Il faut donc donner physiquement de la valeur à ce qui en a : découvertes scientifiques, capital humain, processus non polluants? (1). Nous estimons pour notre part que si une entreprise produit par essence de la valeur ajoutée économique (c’est sa raison d’être), elle peut également prendre toutes les dispositions pour produire de la valeur ajoutée sociale (en veillant par exemple à l’épanouissement de ses salariés) et de la valeur ajoutée environnementale (par exemple en réduisant son empreinte écologique sous un certain seuil à définir collectivement). Et ces trois valeurs ajoutées (l’une financière, les deux autres extra-financières) peuvent et désormais doivent être comptabilisées.
Vers une autre mesure de la performance globale
Faut-il pour autant « consolider » ces trois comptabilités au sein d’un même bilan ? Même si nous avons tenté en 2008-2009, sur un exemple théorique, de mêler au sein d’un bilan unifié les comptabilités financières et extra-financières pour obtenir ce qu’on pourrait appeler la « performance globale » de l’entreprise (potentiellement très distincte du bénéfice net), nous ne sommes pas convaincus que le mélange des genres est souhaitable. A notre avis, il convient plutôt de généraliser ces trois comptabilités et de les mettre en parallèle, afin que chaque résultat (économique, social, environnemental) apparaisse comme un indicateur de la performance de l’entreprise dans ces trois domaines en tant que tel. En cas de résultat net économique bénéficiaire et de résultat social négatif, par exemple, il apparaîtra ainsi clairement que l’entreprise privilégie la rentabilité économique et ne met pas l’accent sur les hommes ; qu’elle s’ampute donc d’une partie de ses capacités sur l’avenir, tout en faisant peser sur la collectivité et sur l’avenir la charge de ses salariés licenciés. Ce seul constat doit à notre sens être formateur et incitatif.

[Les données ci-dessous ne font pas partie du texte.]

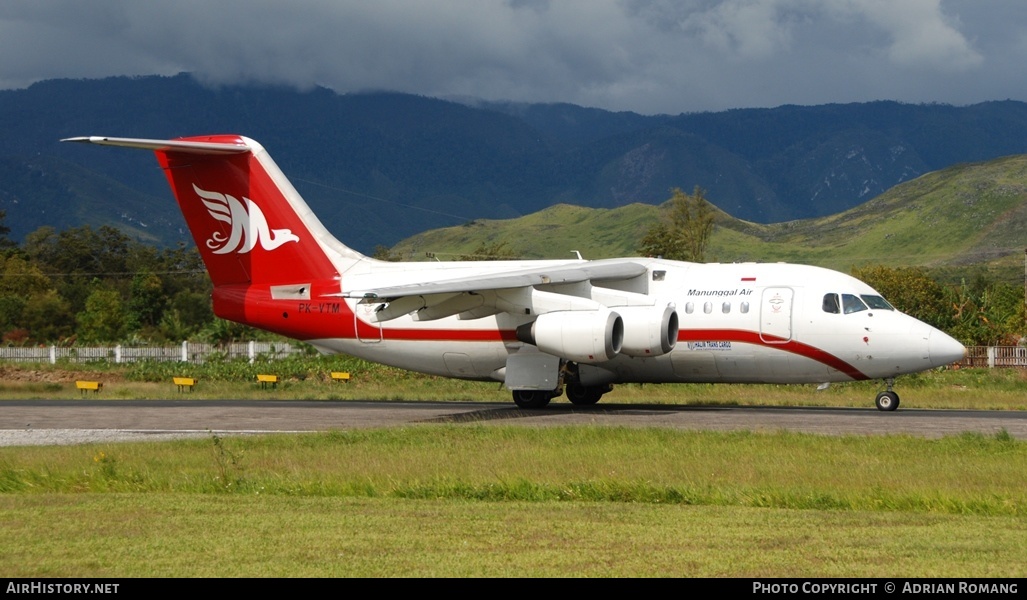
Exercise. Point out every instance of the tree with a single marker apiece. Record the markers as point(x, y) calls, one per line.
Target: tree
point(104, 317)
point(684, 234)
point(6, 244)
point(493, 251)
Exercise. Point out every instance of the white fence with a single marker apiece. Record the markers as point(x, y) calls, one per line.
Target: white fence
point(995, 357)
point(187, 351)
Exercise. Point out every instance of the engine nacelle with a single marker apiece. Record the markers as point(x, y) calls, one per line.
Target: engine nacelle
point(583, 336)
point(649, 331)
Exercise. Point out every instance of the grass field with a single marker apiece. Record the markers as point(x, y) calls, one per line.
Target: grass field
point(491, 501)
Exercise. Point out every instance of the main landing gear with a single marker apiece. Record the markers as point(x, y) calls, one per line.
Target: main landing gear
point(578, 396)
point(887, 400)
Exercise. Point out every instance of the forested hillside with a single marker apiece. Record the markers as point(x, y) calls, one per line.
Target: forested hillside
point(378, 167)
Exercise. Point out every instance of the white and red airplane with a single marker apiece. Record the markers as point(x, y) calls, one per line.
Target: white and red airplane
point(540, 327)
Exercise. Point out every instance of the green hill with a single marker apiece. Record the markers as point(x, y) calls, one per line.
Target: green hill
point(965, 215)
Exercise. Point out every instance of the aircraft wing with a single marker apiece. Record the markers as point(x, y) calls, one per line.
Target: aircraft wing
point(561, 273)
point(484, 294)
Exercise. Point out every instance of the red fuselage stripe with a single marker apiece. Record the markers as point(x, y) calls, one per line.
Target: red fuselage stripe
point(691, 335)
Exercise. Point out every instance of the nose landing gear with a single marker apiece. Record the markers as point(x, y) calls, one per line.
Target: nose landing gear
point(887, 400)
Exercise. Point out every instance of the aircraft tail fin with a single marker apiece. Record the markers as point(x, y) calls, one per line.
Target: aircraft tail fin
point(251, 225)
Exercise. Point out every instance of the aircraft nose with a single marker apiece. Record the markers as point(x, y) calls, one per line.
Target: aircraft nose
point(944, 349)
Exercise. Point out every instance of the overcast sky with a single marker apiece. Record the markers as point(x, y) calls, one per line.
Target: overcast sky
point(643, 55)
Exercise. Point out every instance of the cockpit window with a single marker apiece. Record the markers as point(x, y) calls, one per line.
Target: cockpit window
point(876, 302)
point(831, 303)
point(852, 303)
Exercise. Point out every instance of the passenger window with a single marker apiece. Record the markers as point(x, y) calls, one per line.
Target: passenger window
point(831, 303)
point(851, 303)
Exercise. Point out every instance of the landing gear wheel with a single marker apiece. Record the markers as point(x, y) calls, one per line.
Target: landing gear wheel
point(531, 398)
point(583, 395)
point(887, 401)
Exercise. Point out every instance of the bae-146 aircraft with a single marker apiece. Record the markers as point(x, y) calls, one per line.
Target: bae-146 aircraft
point(541, 327)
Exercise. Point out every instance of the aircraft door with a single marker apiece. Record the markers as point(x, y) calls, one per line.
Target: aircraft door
point(775, 315)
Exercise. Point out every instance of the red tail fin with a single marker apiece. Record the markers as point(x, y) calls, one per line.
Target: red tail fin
point(250, 223)
point(243, 214)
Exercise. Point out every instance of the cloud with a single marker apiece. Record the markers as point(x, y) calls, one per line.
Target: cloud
point(645, 55)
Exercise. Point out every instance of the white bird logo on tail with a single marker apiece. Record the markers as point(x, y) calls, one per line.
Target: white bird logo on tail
point(248, 223)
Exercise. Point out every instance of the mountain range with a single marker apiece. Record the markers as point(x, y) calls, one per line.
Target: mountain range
point(379, 167)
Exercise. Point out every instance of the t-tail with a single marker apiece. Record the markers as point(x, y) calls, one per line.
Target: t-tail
point(259, 239)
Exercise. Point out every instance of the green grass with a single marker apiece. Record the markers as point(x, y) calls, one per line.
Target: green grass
point(493, 500)
point(453, 500)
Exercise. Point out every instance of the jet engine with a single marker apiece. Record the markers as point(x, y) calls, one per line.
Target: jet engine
point(649, 331)
point(583, 336)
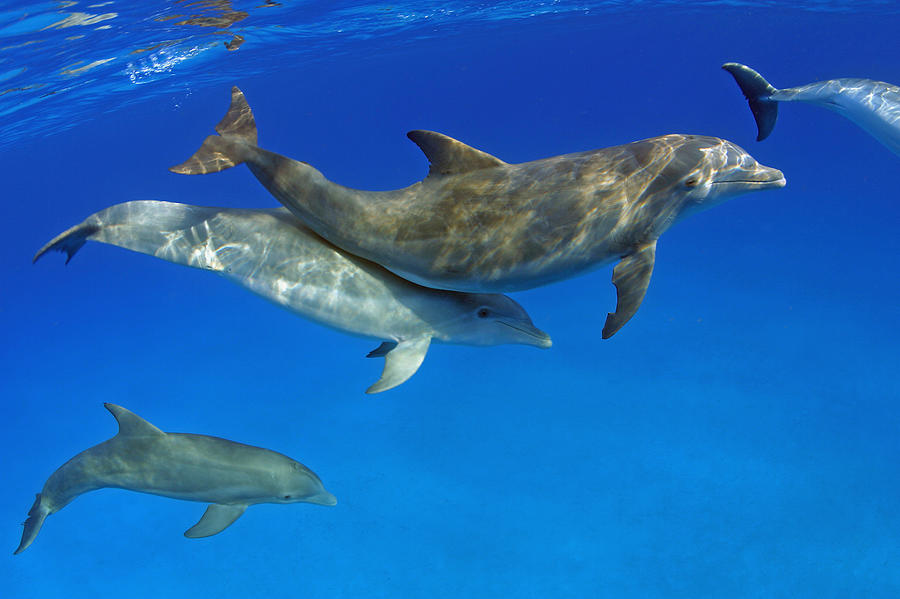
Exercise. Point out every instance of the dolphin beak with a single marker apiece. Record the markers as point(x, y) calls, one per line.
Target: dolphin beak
point(323, 498)
point(533, 335)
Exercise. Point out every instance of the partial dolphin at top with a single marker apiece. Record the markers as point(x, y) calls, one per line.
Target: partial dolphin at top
point(478, 224)
point(229, 476)
point(272, 254)
point(872, 105)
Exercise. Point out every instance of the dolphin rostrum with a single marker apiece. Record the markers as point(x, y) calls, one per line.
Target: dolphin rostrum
point(872, 105)
point(229, 476)
point(478, 224)
point(271, 253)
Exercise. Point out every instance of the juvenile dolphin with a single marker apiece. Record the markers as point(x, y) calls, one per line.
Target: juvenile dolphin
point(272, 254)
point(478, 224)
point(872, 105)
point(229, 476)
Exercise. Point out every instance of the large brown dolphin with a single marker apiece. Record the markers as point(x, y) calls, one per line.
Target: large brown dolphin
point(478, 224)
point(271, 253)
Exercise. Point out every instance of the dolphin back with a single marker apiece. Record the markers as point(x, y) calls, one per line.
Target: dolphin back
point(36, 516)
point(757, 91)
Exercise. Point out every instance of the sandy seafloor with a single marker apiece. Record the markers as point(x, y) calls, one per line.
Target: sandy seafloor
point(738, 438)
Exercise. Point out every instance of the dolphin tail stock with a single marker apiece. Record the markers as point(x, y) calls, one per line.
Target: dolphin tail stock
point(69, 241)
point(36, 516)
point(236, 130)
point(757, 91)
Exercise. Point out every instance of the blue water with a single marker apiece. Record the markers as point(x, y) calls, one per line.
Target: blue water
point(738, 438)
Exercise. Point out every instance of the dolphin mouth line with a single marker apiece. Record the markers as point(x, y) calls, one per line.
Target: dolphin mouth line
point(775, 181)
point(534, 333)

Tout récemment, en mai-juin 2009, notre groupe Comptabilité et développement durable a travaillé sur la notion de parties prenantes de l’activité de l’entreprise. Nous envisageons la création d’entreprises qui, dans la « philosophie », l’esprit du développement durable, créent des actifs comptablement valorisables sous la forme d’immobilisations incorporelles qui seraient financées entre autres par des monnaies affectées. Parallèlement, nous allons travailler à l’élargissement de la définition du cadre conceptuel des IFRS, c’est-à-dire à ouvrir les normes comptables internationales, au-delà du seul financier, au social et à l’environnemental.

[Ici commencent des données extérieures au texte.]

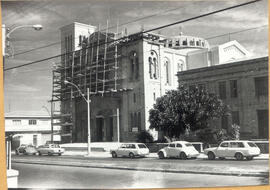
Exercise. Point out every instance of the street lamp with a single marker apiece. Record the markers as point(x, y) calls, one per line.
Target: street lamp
point(50, 114)
point(88, 101)
point(8, 32)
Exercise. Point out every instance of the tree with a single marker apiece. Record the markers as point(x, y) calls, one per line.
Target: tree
point(145, 137)
point(235, 132)
point(185, 110)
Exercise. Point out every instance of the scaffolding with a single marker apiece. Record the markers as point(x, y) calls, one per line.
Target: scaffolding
point(94, 66)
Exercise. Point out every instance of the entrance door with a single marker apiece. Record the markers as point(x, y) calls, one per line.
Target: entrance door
point(110, 130)
point(35, 140)
point(100, 129)
point(263, 123)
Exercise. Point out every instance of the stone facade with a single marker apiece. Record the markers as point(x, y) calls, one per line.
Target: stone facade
point(147, 67)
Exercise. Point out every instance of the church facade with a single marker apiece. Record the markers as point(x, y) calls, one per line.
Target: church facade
point(125, 76)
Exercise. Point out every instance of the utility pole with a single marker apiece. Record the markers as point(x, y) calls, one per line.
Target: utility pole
point(118, 126)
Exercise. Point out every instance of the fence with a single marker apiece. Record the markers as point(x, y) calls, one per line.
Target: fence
point(8, 153)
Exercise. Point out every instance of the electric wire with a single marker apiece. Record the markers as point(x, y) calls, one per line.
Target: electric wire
point(146, 31)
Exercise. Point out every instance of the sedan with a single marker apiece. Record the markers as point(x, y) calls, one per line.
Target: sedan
point(178, 149)
point(50, 149)
point(233, 149)
point(130, 150)
point(26, 149)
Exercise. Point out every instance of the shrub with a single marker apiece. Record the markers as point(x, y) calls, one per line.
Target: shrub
point(145, 137)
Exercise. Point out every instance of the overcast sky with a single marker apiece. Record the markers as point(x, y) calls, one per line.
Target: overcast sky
point(28, 88)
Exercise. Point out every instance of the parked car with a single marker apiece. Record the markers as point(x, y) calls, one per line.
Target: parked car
point(235, 148)
point(130, 150)
point(26, 149)
point(178, 149)
point(50, 149)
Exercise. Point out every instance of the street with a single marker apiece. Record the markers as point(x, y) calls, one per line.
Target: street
point(85, 172)
point(44, 176)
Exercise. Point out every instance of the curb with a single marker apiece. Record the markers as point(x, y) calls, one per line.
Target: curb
point(256, 174)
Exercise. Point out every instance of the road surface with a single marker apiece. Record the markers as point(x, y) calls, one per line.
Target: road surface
point(48, 176)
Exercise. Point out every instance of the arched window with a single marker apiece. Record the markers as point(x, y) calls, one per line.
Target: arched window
point(153, 65)
point(167, 69)
point(181, 65)
point(134, 65)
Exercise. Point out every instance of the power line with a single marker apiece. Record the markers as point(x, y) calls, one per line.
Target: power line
point(146, 31)
point(114, 26)
point(236, 32)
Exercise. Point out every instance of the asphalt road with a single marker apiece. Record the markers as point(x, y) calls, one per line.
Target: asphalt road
point(231, 162)
point(46, 176)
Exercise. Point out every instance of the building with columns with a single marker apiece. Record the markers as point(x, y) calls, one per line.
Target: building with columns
point(243, 85)
point(126, 73)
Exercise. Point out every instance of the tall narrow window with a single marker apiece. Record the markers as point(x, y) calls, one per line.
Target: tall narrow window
point(222, 89)
point(261, 86)
point(134, 97)
point(224, 122)
point(139, 121)
point(235, 118)
point(153, 65)
point(131, 121)
point(233, 88)
point(167, 71)
point(137, 73)
point(180, 66)
point(134, 65)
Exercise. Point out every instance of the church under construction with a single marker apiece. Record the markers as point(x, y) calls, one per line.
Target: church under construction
point(124, 74)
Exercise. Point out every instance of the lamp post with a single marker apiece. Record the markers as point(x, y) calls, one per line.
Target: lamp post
point(6, 39)
point(50, 114)
point(88, 101)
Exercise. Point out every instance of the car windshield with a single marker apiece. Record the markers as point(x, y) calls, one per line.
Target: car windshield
point(55, 146)
point(141, 146)
point(188, 144)
point(252, 144)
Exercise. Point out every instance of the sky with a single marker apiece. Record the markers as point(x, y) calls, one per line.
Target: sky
point(28, 89)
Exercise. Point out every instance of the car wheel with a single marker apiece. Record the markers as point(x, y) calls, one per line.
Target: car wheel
point(183, 156)
point(131, 155)
point(239, 156)
point(114, 155)
point(161, 155)
point(211, 156)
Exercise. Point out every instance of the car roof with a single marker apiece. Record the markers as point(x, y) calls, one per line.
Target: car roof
point(130, 143)
point(237, 141)
point(179, 142)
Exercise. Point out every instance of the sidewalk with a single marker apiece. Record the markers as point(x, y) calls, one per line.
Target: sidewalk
point(202, 166)
point(151, 155)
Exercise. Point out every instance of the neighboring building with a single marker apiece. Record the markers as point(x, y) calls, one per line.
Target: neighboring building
point(242, 85)
point(35, 130)
point(126, 74)
point(221, 54)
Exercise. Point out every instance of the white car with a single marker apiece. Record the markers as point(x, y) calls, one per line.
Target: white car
point(236, 149)
point(50, 149)
point(130, 150)
point(179, 149)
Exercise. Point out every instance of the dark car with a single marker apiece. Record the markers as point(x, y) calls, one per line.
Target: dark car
point(26, 149)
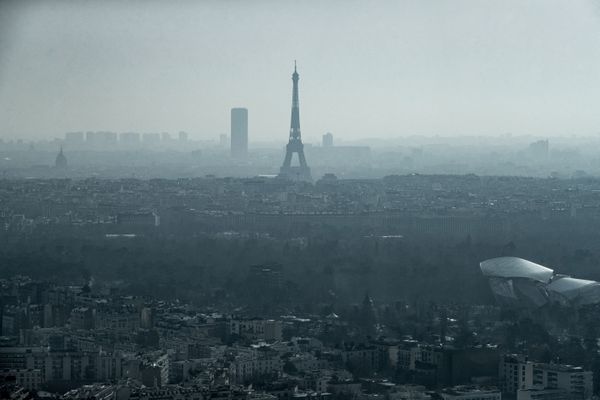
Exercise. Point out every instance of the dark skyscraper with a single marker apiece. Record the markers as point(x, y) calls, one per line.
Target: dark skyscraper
point(301, 172)
point(239, 132)
point(61, 160)
point(328, 139)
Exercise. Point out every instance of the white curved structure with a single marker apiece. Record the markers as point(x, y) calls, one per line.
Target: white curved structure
point(514, 267)
point(516, 281)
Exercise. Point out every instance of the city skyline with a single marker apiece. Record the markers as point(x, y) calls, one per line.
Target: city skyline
point(449, 69)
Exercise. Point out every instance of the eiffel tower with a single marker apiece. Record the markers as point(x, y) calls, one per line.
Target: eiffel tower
point(302, 171)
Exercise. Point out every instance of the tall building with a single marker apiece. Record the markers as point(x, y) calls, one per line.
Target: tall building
point(328, 140)
point(239, 132)
point(61, 160)
point(302, 171)
point(528, 379)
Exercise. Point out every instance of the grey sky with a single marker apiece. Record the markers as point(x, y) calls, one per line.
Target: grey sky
point(367, 69)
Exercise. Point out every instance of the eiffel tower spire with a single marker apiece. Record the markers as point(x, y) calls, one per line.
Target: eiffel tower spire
point(302, 171)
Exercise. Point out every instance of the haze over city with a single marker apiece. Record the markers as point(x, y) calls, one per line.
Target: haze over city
point(385, 70)
point(277, 200)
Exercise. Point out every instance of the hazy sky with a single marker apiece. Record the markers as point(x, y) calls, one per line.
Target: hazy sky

(1) Il faudrait par exemple porter à l’actif des bilans des entreprises les frais de recherche engagés pour cette cause particulière de la cessation des émissions de gaz à effet de serre. Ainsi le patrimoine des entreprises serait augmenté à due concurrence de ces dépenses extrêmement vertueuses. Les actionnaires ne protesteraient donc pas contre de telles dépenses. L’Etat n’y perdrait pas un centime d’euro. Les IFRS et l’IASB seraient rapidement tenus d’imiter cet exemple, au minimum en Europe.